The present invention relates to a radio receiver, for example, to a microwave band radio receiver for receiving signals derived from broadcast waves which have been radio-transmitted in the microwave band.
Generally, a radio receiver includes a mixer which generates an intermediate frequency signal (hereinafter, referred to as IF signal) from a received radio modulation signal (hereinafter, referred to as RF signal) and a local oscillation signal (hereinafter, referred to as LO signal) generated in the receiver.
As for electric power of an LO signal to be inputted to the mixer and operating bias of the mixer, appropriate values points are chosen so that successful IF signal can be obtained by demodulation in terms of conversion gain, noise characteristics, low distortion or the like. The electric power of the LO signal is constant and, generally, large enough as compared with the electric power of the RF signal. Accordingly, the operating bias current of the mixer has a value dependent on the power of the LO signal, and hardly not on the power of the received RF signal, thus being a generally constant value.

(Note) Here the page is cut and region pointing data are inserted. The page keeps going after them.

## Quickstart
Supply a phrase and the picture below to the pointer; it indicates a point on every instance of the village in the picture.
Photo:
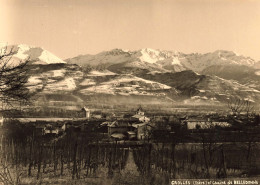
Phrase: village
(133, 126)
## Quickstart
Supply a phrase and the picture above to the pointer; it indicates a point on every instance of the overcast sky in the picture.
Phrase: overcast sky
(68, 28)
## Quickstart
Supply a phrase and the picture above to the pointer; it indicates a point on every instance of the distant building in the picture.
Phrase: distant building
(205, 124)
(141, 130)
(87, 112)
(140, 111)
(1, 120)
(116, 127)
(139, 116)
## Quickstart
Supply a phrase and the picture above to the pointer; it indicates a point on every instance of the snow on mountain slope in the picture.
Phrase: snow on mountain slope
(125, 85)
(35, 55)
(169, 60)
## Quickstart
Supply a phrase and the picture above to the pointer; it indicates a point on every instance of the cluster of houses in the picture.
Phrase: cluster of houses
(131, 127)
(137, 127)
(192, 124)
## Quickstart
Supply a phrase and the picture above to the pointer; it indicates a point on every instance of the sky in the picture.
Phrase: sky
(69, 28)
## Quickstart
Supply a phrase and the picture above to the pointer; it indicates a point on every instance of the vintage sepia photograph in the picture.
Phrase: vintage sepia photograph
(129, 92)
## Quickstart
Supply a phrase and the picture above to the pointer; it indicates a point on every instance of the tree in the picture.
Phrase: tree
(13, 77)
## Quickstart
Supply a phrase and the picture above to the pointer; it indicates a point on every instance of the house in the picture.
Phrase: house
(131, 135)
(141, 130)
(205, 124)
(139, 116)
(55, 130)
(140, 111)
(87, 112)
(116, 127)
(1, 120)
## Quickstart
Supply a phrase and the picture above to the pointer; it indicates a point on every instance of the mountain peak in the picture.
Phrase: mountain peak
(36, 55)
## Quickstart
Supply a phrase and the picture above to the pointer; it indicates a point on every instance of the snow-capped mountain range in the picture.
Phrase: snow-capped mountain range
(165, 60)
(167, 76)
(36, 55)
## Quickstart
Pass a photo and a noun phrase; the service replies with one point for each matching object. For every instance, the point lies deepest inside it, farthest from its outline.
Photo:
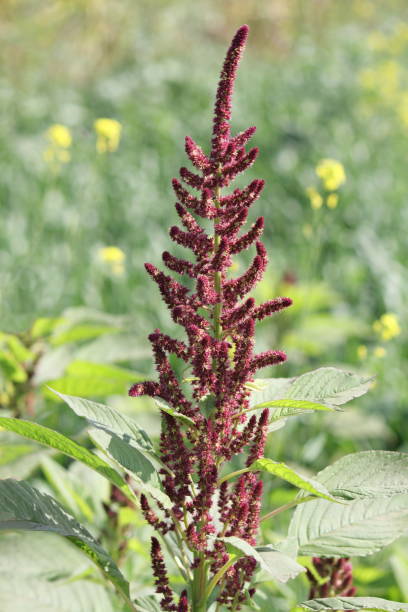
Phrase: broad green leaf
(42, 572)
(61, 482)
(123, 440)
(24, 507)
(12, 369)
(177, 415)
(11, 452)
(53, 439)
(322, 389)
(17, 348)
(150, 603)
(367, 474)
(115, 348)
(101, 416)
(87, 368)
(355, 603)
(52, 364)
(281, 470)
(44, 326)
(355, 529)
(142, 469)
(85, 378)
(281, 567)
(82, 332)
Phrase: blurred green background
(320, 79)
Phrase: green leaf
(12, 452)
(177, 415)
(360, 527)
(147, 604)
(82, 332)
(101, 416)
(12, 369)
(61, 482)
(17, 348)
(322, 389)
(124, 441)
(281, 470)
(44, 326)
(24, 507)
(281, 567)
(115, 348)
(355, 603)
(85, 378)
(53, 439)
(55, 575)
(367, 474)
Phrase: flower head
(387, 326)
(331, 173)
(114, 258)
(217, 319)
(316, 200)
(108, 134)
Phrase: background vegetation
(320, 79)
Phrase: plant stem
(292, 504)
(232, 475)
(219, 575)
(199, 587)
(217, 275)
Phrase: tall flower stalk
(212, 425)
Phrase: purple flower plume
(217, 316)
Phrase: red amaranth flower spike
(217, 342)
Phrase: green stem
(199, 584)
(287, 506)
(217, 275)
(232, 475)
(219, 575)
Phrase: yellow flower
(387, 326)
(362, 351)
(60, 140)
(316, 200)
(114, 259)
(377, 41)
(307, 230)
(59, 136)
(379, 352)
(331, 173)
(108, 134)
(332, 200)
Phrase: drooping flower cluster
(219, 336)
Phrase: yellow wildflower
(362, 351)
(60, 140)
(114, 258)
(108, 134)
(316, 200)
(331, 172)
(332, 200)
(307, 230)
(379, 352)
(387, 326)
(376, 41)
(59, 136)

In recent years, there have been energetically developed radio receivers using frequency bands of 10 GHz or higher microwave and milli-wave bands, and such radio receiver and radio reception method as shown below have been proposed (see, e.g., JP 2003-258655 A).
FIG. 10 shows the construction and frequency arrangement of a proposed radio receiver 900. The radio receiver 900 receives a radio multiplexed signal 930 transmitted from transmitter with an antenna 901. This radio multiplexed signal is formed from combination of a first local oscillation signal 930c (frequency: fLO1) and a first radio modulation signal 930a. This first radio modulation signal 930a, in which a first local oscillation signal 930c and a first intermediate frequency signal 932a (IF1 signal, frequency: fIF1) are multiplied, has a frequency of fLO1+fIF1.

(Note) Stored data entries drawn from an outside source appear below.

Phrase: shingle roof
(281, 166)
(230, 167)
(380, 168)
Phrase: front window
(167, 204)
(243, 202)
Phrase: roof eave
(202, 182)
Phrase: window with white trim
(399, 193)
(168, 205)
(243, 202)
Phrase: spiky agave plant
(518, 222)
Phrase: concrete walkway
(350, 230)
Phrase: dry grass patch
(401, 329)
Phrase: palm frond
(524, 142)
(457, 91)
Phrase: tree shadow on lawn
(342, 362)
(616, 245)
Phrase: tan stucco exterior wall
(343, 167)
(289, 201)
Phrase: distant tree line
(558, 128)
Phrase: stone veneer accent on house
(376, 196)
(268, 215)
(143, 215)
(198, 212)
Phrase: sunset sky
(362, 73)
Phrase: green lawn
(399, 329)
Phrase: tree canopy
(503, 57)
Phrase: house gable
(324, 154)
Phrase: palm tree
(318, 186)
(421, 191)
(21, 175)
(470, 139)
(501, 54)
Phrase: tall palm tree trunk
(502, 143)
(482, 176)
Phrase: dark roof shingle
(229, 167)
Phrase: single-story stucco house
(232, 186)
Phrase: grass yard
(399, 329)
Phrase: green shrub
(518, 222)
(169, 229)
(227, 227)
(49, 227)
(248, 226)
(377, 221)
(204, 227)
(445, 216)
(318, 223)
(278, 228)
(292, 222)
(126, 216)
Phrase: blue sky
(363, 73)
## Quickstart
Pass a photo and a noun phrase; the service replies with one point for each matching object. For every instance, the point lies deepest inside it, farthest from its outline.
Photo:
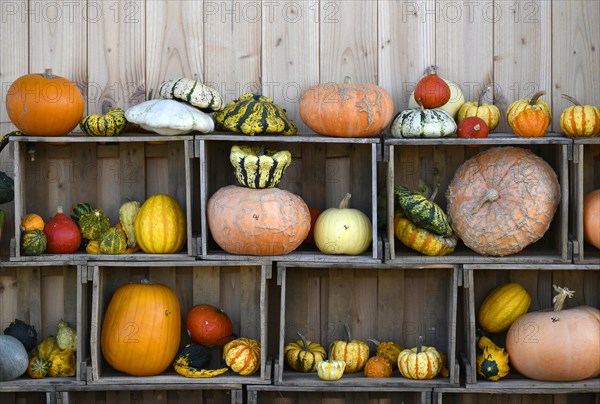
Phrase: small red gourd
(472, 127)
(432, 90)
(62, 234)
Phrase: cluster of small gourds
(54, 356)
(352, 356)
(571, 336)
(65, 234)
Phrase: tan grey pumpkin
(502, 200)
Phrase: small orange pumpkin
(377, 366)
(529, 117)
(347, 110)
(32, 221)
(44, 104)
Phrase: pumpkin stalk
(490, 196)
(535, 97)
(573, 100)
(482, 94)
(346, 201)
(559, 300)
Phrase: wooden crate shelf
(585, 178)
(42, 295)
(387, 304)
(323, 170)
(275, 393)
(435, 161)
(238, 288)
(105, 172)
(480, 280)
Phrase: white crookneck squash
(169, 117)
(423, 122)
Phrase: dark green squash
(254, 114)
(93, 224)
(24, 332)
(33, 242)
(421, 211)
(113, 241)
(80, 209)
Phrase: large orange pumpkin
(556, 345)
(268, 221)
(141, 329)
(502, 200)
(591, 218)
(346, 110)
(44, 104)
(160, 225)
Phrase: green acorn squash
(255, 114)
(80, 209)
(24, 332)
(422, 212)
(94, 224)
(33, 242)
(112, 241)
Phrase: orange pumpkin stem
(573, 100)
(559, 300)
(482, 94)
(535, 97)
(346, 201)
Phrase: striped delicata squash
(255, 114)
(113, 123)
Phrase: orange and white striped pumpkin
(420, 362)
(160, 225)
(580, 120)
(242, 355)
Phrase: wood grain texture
(523, 47)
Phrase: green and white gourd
(431, 123)
(205, 98)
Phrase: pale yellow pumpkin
(343, 230)
(160, 225)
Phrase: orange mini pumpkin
(44, 104)
(347, 110)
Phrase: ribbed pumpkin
(242, 355)
(580, 120)
(503, 306)
(44, 104)
(32, 221)
(141, 328)
(529, 117)
(354, 352)
(420, 363)
(377, 366)
(489, 113)
(112, 241)
(343, 230)
(268, 221)
(33, 242)
(346, 110)
(303, 355)
(557, 345)
(502, 200)
(591, 218)
(160, 225)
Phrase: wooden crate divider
(376, 301)
(480, 280)
(42, 295)
(323, 170)
(585, 178)
(105, 172)
(436, 160)
(238, 288)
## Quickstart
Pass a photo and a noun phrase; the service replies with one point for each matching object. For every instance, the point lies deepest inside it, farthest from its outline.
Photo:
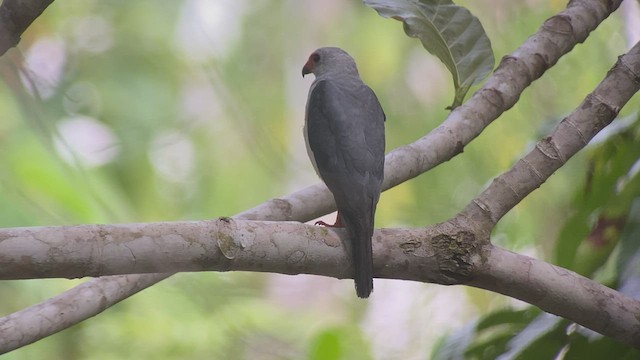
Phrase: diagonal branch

The received radio multiplexed signal 930 has its unwanted waves eliminated by a filter 902, and amplified by an amplifier 903. Then, with the use of a mixer 905, the amplified radio signal and a second local oscillation signal (frequency: fLO2) generated from a local oscillator 904 inside the receiver are multiplied and down-converted, by which a first-local-oscillation-signal component signal 931c (frequency: fLO1−fLO2) and a first-radio-modulation-signal component signal 931a (frequency: fLO1+fIF1−fLO2) are generated.
Next, the signals, after the amplification by an amplifier 906, are divided by a divider 907, one being amplified by an amplifier 910 via a filter 908 allowing only the first-local-oscillation-signal component signal 931c and then inputted to a mixer 911, and the other being inputted to the mixer 911 via a filter 909 that allows only the first-radio-modulation-signal component signal 931a to pass through.
In the mixer 911, the first-local-oscillation-signal component signal 931c and the first-radio-modulation-signal component signal 931a are multiplied and down-converted, by which the IF1 signal 932a is demodulated. This is expressed by the following equation:(fLO1+fIF1−fLO2)−(fLO1−fLO2)=fIF1
In this method, it is described that since frequency fluctuations and phase noise of the first local oscillation signal and the second local oscillation signal are canceled during the demodulation of the IF1 signal, there is no need for any high-performance oscillator so that the manufacturing cost can be reduced. Further, it is also described that since the first-local-oscillation-signal component signal 931c is amplified by the amplifier 910, a signal of sufficiently high level as an LO power can be fed to the mixer 911, so that the demodulation sensitivity can be enhanced.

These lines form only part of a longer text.